All this has occurred at a time when the government has been pushing through the abolition of price subsidies – or promoting ‘targeted subsidies’, as it prefers to say. Despite threats to punish shopkeepers who increase prices charged for essential goods, such as bread, meat, sugar, cooking oil and dairy produce, prices for these items are rising daily. Compared to last year, the cost of bread is likely to have increased five or six times by the end of this Iranian month, while cooking oil will have more than doubled and cuts of lamb tripled.
This week, after months of denial, Iran’s Central Bank admitted the true extent of the rise in the rate of inflation. Statistics issued by the bank and other government organisations, including for the cost of living, are given in dollars, even though Iranian workers are paid in tomans (1,000 tomans = one dollar). Last week the price of imported meat in Tehran supermarkets was $30 a kilo – more than in most stores in London or New York. The average wage is $400 a month.
We should not forget that the removal of subsidies on essential food items was part of a $100 billion cuts programme; an integral component of the regime’s adherence to neoliberal economic policies under the terms of its five-year plan. However, uncertainty over the changes was one of the factors behind a $6 billion slide in the value of Tehran’s stock exchange two weeks ago, with trade volume plummeting 63% and share prices dropping by 43% in just one week.
All this will inevitably lead to increased unemployment. Official figures put Iran’s jobless rate at 14.6%. However, this is far below the true figure. The government of president Mahmoud Ahmadinejad has revised the definition of what constitutes unemployment a number of times. Currently someone doing just one hour of paid work per week is not considered unemployed. But no-one doubts that for many the prospect of finding a job is non-existent.
The government’s fear of food riots following the abolition of subsidies is so real that even before the deadline for full implementation it stationed special military units in poor districts to ‘maintain security’ – in other words, prepare for potential confrontation with the masses. The police presence in Tehran and other cities was also increased and many were deployed on major streets and outside supermarkets. Meanwhile, the Revolutionary Guards’ Tehran commander announced that a special task force has been formed to deal with any economic protests. On November 8, several underground rap musicians were arrested in Tehran, and last week hundreds of young men and women were detained in what the police termed a “security cleansing”. The press has been warned to steer clear of any controversial coverage of the subsidy cuts.

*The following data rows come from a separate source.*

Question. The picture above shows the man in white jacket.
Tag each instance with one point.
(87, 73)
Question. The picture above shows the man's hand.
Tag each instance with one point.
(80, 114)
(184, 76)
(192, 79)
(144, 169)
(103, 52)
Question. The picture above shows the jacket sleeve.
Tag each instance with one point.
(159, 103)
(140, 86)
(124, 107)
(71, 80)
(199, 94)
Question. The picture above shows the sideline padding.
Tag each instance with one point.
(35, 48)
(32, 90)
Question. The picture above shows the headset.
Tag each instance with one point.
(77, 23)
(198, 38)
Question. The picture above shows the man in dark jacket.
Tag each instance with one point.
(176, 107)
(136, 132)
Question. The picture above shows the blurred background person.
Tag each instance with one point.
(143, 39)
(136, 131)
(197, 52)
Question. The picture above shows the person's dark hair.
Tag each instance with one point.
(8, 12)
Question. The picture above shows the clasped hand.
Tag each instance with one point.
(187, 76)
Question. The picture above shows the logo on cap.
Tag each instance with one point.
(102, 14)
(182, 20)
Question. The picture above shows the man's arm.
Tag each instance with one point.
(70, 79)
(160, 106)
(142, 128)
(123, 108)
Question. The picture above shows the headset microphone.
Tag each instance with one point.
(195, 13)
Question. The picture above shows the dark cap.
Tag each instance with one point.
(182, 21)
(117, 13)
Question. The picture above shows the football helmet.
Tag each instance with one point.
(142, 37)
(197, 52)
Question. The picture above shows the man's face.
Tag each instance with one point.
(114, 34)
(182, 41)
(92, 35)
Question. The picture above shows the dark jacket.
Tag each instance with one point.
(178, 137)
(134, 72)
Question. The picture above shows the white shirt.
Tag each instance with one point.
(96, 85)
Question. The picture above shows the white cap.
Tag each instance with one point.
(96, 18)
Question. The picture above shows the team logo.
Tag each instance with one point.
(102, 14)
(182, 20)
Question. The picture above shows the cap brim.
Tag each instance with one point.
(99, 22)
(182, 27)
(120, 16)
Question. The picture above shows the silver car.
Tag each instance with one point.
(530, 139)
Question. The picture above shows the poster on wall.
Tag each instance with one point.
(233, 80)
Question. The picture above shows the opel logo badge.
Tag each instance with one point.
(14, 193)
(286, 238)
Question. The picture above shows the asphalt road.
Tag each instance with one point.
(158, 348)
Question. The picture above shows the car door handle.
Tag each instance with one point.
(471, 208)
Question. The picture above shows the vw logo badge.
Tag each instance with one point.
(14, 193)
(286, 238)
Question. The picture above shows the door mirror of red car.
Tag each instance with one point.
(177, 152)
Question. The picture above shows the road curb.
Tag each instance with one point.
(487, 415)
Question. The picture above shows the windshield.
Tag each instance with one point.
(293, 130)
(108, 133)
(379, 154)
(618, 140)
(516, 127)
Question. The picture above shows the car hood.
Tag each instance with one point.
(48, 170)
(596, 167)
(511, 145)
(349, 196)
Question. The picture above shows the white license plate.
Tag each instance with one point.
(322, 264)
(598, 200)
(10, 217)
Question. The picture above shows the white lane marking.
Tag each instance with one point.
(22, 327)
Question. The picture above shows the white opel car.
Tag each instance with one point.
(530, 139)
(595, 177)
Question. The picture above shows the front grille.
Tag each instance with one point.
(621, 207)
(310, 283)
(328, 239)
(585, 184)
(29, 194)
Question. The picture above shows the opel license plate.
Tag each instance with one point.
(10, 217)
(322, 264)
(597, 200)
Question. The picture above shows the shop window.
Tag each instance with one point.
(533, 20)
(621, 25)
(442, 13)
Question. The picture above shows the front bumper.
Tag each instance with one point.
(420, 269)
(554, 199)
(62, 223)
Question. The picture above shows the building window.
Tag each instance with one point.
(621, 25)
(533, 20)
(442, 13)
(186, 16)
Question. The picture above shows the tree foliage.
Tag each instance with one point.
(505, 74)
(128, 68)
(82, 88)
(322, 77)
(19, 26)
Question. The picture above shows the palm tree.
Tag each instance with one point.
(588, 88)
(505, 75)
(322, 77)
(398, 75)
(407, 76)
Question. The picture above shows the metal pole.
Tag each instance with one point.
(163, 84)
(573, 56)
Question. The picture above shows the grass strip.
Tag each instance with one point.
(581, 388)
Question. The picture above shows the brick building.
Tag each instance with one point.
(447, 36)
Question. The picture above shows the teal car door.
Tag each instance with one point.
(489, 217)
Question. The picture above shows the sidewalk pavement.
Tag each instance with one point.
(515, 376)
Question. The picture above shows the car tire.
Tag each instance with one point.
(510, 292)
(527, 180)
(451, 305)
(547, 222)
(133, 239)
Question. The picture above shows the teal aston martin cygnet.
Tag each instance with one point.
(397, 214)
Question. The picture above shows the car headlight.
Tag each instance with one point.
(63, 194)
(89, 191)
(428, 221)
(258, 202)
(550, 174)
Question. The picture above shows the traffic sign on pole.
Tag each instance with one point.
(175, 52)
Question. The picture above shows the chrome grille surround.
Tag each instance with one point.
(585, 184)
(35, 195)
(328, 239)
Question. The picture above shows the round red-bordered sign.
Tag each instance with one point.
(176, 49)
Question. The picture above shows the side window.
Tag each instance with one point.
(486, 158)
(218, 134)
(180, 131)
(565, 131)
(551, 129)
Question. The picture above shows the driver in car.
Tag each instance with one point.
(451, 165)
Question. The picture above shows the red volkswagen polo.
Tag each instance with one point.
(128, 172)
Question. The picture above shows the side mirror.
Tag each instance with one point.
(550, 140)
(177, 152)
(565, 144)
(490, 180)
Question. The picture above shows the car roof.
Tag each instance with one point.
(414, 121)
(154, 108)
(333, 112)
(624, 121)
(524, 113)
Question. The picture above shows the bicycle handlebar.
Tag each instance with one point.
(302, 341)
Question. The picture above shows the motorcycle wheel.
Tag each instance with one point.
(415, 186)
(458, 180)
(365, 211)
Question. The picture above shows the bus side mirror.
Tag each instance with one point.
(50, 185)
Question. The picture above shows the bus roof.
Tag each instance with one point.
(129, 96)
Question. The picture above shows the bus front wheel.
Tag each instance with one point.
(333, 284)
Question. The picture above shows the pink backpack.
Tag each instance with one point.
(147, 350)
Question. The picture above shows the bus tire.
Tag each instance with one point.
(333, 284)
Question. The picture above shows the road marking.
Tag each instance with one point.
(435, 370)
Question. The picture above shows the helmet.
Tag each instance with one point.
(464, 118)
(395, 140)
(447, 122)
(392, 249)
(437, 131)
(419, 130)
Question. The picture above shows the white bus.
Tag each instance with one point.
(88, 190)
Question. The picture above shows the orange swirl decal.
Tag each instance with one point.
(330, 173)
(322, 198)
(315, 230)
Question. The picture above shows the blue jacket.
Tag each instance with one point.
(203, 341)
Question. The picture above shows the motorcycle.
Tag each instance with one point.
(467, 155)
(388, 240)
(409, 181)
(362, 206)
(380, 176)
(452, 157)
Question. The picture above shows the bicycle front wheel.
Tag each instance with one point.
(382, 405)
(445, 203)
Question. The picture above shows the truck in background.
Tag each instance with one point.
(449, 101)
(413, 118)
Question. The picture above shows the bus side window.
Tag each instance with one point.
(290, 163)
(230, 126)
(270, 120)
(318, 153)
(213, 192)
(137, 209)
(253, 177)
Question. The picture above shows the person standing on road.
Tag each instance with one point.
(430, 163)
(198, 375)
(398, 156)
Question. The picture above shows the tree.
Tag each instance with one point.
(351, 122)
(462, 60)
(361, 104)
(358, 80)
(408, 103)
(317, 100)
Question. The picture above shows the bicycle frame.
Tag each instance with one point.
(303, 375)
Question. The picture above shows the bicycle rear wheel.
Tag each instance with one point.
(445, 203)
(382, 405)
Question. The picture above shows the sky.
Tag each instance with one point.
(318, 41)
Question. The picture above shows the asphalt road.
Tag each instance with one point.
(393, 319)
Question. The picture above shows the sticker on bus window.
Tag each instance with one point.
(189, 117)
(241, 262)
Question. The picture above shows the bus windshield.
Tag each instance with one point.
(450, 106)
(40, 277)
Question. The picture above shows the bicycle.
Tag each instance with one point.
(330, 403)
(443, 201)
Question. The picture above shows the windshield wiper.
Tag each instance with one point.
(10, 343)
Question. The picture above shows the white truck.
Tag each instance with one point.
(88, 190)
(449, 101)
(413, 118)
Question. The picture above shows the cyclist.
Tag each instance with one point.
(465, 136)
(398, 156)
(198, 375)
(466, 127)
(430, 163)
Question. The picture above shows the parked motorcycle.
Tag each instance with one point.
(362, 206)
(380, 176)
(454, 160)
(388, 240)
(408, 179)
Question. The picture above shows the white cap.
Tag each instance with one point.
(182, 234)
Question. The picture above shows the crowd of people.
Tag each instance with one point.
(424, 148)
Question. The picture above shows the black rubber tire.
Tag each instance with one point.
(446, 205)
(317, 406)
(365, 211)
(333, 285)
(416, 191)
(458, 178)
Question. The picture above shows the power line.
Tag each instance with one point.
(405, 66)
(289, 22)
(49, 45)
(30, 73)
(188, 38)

In working class districts, everyone is clearly worried about Ahmadinejad’s plans for ‘reforming’ the economy. Of course, a combination of workers’ protests and riots in shanty towns would be a nightmare for the Islamic regime, but the key element is the strength and organisation of the working class. Given the weakness of the left, we cannot expect the working class to be in a position to take full advantage of the current situation. However, there is no doubt that in these exceptional times the success of the shanty towns struggles, the defeat of the abolition of subsidies and the struggles of pensioners all depend on the proletariat.
As in 1979, Iranian workers are in a position to make their mark in the fight against poverty and exploitation and for democracy. In pursuing these goals they need international solidarity and it is part of the role of Hands Off the People of Iran to mobilise such support.